Background & Motivation

MMDiT architectures (e.g., SD3, FLUX) are the dominant paradigm for text-to-image generation, performing joint self-attention over concatenated visual and text tokens. However, attention computation remains the primary inference bottleneck. Existing acceleration methods (e.g., DiTFastAttn) exhibit three critical limitations:

Cross-modal attention pattern complexity: In MMDiT, visual tokens exhibit diagonal locality while text token interactions are highly semantics-dependent. A uniform sliding-window attention cannot capture this disparity, and forced application truncates text information.

Inter-head redundancy heterogeneity: Attention heads within the same layer exhibit drastically different behaviors—some approximate global attention while others are highly localized.
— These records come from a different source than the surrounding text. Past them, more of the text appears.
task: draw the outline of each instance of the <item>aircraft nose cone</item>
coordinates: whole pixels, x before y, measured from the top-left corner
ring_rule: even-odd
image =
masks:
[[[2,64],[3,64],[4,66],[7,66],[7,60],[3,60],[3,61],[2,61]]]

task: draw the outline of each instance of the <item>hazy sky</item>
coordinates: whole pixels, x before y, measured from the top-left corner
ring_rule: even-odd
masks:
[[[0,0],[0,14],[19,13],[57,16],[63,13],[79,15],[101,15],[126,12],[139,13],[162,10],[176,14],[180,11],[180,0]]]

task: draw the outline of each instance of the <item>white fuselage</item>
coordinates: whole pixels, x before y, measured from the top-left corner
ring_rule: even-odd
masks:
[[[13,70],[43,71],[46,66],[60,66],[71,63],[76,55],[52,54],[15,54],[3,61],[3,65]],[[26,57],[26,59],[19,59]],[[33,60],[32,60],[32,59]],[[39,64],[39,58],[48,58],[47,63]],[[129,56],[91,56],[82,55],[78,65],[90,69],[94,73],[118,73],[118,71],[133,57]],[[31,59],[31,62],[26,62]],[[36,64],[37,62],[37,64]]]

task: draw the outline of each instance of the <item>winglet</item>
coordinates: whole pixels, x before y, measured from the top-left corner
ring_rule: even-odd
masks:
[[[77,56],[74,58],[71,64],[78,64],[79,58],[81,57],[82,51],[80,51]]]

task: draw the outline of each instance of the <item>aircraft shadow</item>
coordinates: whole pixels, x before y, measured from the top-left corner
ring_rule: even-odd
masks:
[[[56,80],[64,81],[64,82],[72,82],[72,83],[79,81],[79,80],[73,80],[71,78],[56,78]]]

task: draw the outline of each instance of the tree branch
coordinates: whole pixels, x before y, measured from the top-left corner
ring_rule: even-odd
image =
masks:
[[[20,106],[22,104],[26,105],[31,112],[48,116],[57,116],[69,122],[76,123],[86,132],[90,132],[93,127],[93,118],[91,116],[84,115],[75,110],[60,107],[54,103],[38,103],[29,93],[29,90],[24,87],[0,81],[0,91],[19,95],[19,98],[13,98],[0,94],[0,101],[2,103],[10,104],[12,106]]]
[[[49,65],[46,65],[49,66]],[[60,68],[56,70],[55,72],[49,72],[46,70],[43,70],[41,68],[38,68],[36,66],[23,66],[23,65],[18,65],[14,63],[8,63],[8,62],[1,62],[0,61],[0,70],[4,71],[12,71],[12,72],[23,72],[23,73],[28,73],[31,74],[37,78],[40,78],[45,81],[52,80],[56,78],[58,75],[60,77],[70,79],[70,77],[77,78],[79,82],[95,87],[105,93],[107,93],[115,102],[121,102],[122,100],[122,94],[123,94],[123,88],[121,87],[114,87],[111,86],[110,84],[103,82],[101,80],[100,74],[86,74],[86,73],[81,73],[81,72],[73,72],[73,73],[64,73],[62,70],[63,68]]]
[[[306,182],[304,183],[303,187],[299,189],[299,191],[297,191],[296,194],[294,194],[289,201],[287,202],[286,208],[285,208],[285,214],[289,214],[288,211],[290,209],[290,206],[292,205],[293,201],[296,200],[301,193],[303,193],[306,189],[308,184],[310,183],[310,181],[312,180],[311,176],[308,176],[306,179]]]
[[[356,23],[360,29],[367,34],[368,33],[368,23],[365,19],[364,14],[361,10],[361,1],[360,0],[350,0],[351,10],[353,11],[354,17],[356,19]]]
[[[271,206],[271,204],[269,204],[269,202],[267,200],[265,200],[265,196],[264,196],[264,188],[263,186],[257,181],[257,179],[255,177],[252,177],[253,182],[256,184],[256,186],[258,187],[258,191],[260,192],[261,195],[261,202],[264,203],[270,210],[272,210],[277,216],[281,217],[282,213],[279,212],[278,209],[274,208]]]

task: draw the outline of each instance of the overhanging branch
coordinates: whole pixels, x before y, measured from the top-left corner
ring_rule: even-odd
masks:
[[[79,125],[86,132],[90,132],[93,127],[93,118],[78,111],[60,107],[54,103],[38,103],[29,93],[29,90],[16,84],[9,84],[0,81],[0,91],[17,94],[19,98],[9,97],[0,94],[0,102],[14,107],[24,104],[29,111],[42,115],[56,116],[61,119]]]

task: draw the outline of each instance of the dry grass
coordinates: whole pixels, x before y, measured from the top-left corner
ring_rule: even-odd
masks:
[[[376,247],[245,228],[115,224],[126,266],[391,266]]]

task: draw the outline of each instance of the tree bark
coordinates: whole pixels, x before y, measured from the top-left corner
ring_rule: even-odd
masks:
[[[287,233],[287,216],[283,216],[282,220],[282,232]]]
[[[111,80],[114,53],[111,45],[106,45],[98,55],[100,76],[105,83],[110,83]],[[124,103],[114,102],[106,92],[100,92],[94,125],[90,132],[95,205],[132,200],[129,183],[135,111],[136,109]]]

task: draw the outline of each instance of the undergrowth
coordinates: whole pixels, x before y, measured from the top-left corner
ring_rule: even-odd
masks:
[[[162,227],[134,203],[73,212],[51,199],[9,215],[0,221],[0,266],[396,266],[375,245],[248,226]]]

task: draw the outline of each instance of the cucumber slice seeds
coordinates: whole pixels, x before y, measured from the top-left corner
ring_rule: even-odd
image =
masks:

Layer-level uniform caching or sparsity strategies discard critical information.

Prohibitive search cost: DiTFastAttn requires over 10 hours to search a compression scheme (50-step 2K FLUX generation), which would exceed 200 hours when extended to head-level granularity.

Method

Overall Architecture

DiTFastAttnV2 is a post-training compression framework comprising three components: Head-wise Arrow Attention (addressing spatial redundancy heterogeneity), Head-wise Caching (addressing timestep redundancy heterogeneity), and an efficient fused kernel (enabling practical acceleration), along with an efficient compression scheme search algorithm.

Key Designs

  1. Head-wise Arrow Attention:

    • The joint attention map is partitioned into four regions: visual-visual, visual-text, text-visual, and text-text.
    • Local attention is applied to the visual-visual region (retaining only attention scores near the diagonal), discarding long-range token interactions.
    • Full attention is preserved for the three regions involving text tokens without any compression.
    • This pattern resembles an arrow, hence the name "arrow attention."
    • Each attention head can independently select full attention or arrow attention (mixed attention design).
    • Design Motivation: The diagonal locality of visual tokens is consistent across prompts, whereas text interactions are highly semantics-dependent and incompressible.
  2. Head-wise Caching:

    • Analysis reveals that inter-head similarity across adjacent timesteps varies significantly within the same layer.
    • For heads with high inter-step similarity, attention computation at the current timestep is skipped and the cached output from the previous step is reused directly.
    • Each head independently determines whether to use caching.
    • Design Motivation: Timestep redundancy is exploited at head-level granularity to avoid discarding critical information from rapidly changing heads.
  3. Fused Kernel:

    • Integrates arrow attention and caching; each head can independently select one of three modes: full attention, computation skip (cache reuse), or arrow attention (with a specified window size).
    • Implemented based on FlashAttention2 with a block-sparse pattern to ensure each computation block is dense, minimizing irregular memory access overhead.
    • Mixed blocks are converted to dense blocks to reduce memory access costs.

Loss & Training

Efficient Compression Scheme Search:

  • Per-layer RSE Metric: The single-layer relative squared error (RSE), rather than the final output MSE, is used to measure the impact of each compression method, reducing calibration cost from \(T \times L \times M \times H\) full inferences to \(T \times M\): $\(\mathcal{I}(m) = \frac{\sum(y_m - \bar{y}_o)^2}{\sum(y_o - \bar{y}_o)^2}\)$

  • Head-wise Compression Scheme Optimization: The compression configuration per layer per timestep is modeled as an integer optimization problem, minimizing latency subject to an RSE budget constraint \(\delta\).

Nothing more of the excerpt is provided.